Eccoli i francesi che s’incazzano” (Voilà les français qui s’énervent), écrivent les internautes italiens sur les réseaux sociaux, en empruntant les paroles du chansonnier Paolo Conte, quand ils partagent les images du mouvement populaire des “gilets jaunes”, qui depuis le 17 novembre dernier a plongé les rues de France dans le chaos.

Souvent c’est un éloge, une attestation d’estime envers les cousins transalpins qui n’ont pas eu peur de lever la tête contre la hausse du prix des carburants, véritable symbole de l’hypocrisie d’un gouvernement qui évite malignement de parler de taxation en se protégeant derrière le paravent moralement correct de la transition écologique. 

C’est une façon pour dire que les français, au moins, ils font quelque chose, alors que les italiens ne font que subir. “Nous on n’est plus capable de s’énerver, on mettrait le gilet jaune seulement si Chiara Ferragni nous disait de le faire” – a critiqué l’humoriste Maurizio Crozza dans un de ses récents monologues à la télé en faisant référence à la célèbre fashion influencer italienne.

l n’a pas tort. Les italiens auraient bien raison de se mobiliser aussi. En Italie, d’ailleurs, les carburants sont plus chers qu’en France – 1,87 contre 1,68 dollars par litre d’essence et 1,77 contre 1,69 dollars par litre de gasoil -, et le même discours vaut pour les salaires moyens dans les deux pays : 2.643,3 dollars par mois en 2016 en Italie contre 3.226,7 dollars en France. Un point, ce dernier, qui n’a pas échappé à une partie de l’opinion publique italienne, choquée par le fait que les français qui manifestent, c’est-à-dire les gens qui appartiennent à la France rurale, appauvrie et abandonnée, constamment humiliée par les élites parisiennes, ne se rendent pas compte, au final, d’être des privilégiés.

Pourtant, le mouvement des gilets jaunes, loin d’être une marque de fabrique cent pour cent française, donne plutôt l’air d’un déjà-vu en Italie. Plusieurs journaux, en effet, ont trouvé opportun de mettre en relation le mouvement français des “gilets jaunes” avec la révolution italienne des soi-disants “Forconi” (Les fourches), qui date du décembre 2013. 

Selon Leonardo Bianchi, auteur d’un article publié sur Vice en Italie, la composition socio-économique des deux mouvements serait la même, tout comme les modalités organisationnelles fondées sur l’utilisation des réseaux sociaux – notamment Facebook -, le style un peu bricolé adopté pour la communication, le ralliement des certaines personnalités du show biz, la paranoïa vis-à-vis de la censure de la part de la presse et l’intime conviction que même la police puisse, tôt ou tard, rejoindre le mouvement.
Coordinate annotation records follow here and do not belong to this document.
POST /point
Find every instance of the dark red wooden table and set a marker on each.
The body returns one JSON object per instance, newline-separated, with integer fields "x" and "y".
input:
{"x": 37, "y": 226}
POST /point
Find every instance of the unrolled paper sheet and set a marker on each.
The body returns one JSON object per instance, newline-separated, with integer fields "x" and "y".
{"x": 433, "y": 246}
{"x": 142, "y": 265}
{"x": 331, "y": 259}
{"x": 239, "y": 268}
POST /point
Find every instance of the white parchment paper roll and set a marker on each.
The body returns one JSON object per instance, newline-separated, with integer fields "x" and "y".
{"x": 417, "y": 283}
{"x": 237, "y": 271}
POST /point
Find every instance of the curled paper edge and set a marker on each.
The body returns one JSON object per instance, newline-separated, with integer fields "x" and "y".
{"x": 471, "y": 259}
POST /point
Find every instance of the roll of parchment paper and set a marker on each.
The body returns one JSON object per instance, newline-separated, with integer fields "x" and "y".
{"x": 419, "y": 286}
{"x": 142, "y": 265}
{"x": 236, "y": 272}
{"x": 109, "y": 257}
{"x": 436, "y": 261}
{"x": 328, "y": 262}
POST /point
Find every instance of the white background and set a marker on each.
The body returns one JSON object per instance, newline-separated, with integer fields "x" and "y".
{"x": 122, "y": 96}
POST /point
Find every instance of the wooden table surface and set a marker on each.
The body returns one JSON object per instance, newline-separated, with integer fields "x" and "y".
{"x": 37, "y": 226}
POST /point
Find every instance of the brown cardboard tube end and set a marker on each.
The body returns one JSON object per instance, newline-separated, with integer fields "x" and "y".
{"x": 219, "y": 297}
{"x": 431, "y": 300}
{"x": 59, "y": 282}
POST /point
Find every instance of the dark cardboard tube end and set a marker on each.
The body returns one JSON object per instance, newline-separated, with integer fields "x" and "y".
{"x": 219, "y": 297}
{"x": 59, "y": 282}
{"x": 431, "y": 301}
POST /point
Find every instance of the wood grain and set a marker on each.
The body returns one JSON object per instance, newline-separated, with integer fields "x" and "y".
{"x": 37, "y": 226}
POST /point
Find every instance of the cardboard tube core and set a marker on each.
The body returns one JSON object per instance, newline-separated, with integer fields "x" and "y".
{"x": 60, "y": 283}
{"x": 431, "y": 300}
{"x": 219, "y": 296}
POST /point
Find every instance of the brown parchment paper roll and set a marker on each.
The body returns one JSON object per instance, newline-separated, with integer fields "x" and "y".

Un parallèle qui semble tout à fait pertinent si on ne considère ni l’ampleur des protestations – les gilets jaunes sont beaucoup plus nombreux – ni la connotation politique beaucoup plus ouvertement de droite dans le cas des Forconi, là où les “gilets jaunes” se fédèrent plutôt autour de l’axe qui oppose la périphérie au centre du pays, les plus pauvres et les plus riches, droite et gauche confondus. 

En tout cas, ce qui est vraiment important est que les “gilets jaunes”, tout comme les “Forconi”, incarnent un nouveau modèle de protestation sociale qui est capable de canaliser un mécontentement qu’aucun parti ne semble capable de représenter.

Mais selon le journaliste de Linkiesta Andrea Coccia, par exemple, celle des gilets jaunes ne serait qu’une guerre entre pauvres, “la réaction aveugle et enragée d’une classe moyenne divisée qui lutte pour garder des faux privilèges” et qui, en gros, droguée par le consumérisme sauvage, ne serait plus capable de se projeter dans l’avenir, de penser l’écologie comme un souci majeur et de se rendre compte qu’une voiture n’est qu’un piège, une simple illusion de liberté.

Cela dit et au-delà des différentes opinions sur le sujet, il est certain que le gouvernement italien est en train de suivre avec beaucoup d’attention ce qui se passe en France en ce moment. Comme nous le rappelle Antonio Sileo sur Il Foglio, en effet, les italiens devraient se rappeler les promesses que Salvini et les Cinq Étoiles ont tenu pendant la campagne électorale et qui ont été mentionnées dans le contrat de gouvernement: “Il est nécessaire de commencer par la réduction de l’utilisation des moteurs à essence et au gasoil afin d’atteindre les objectifs contenus dans l’accord de Paris”, en toute continuité avec la règle communautaire du “plus on pollue, plus on paye”. 

Est-ce qu’on verra, du coup, des gilets jaune aussi en Italie? Si c’est vrai que les italiens se soucient beaucoup du style, il faudra demander à Chiara Ferragni, pour que le jaune revienne à la mode.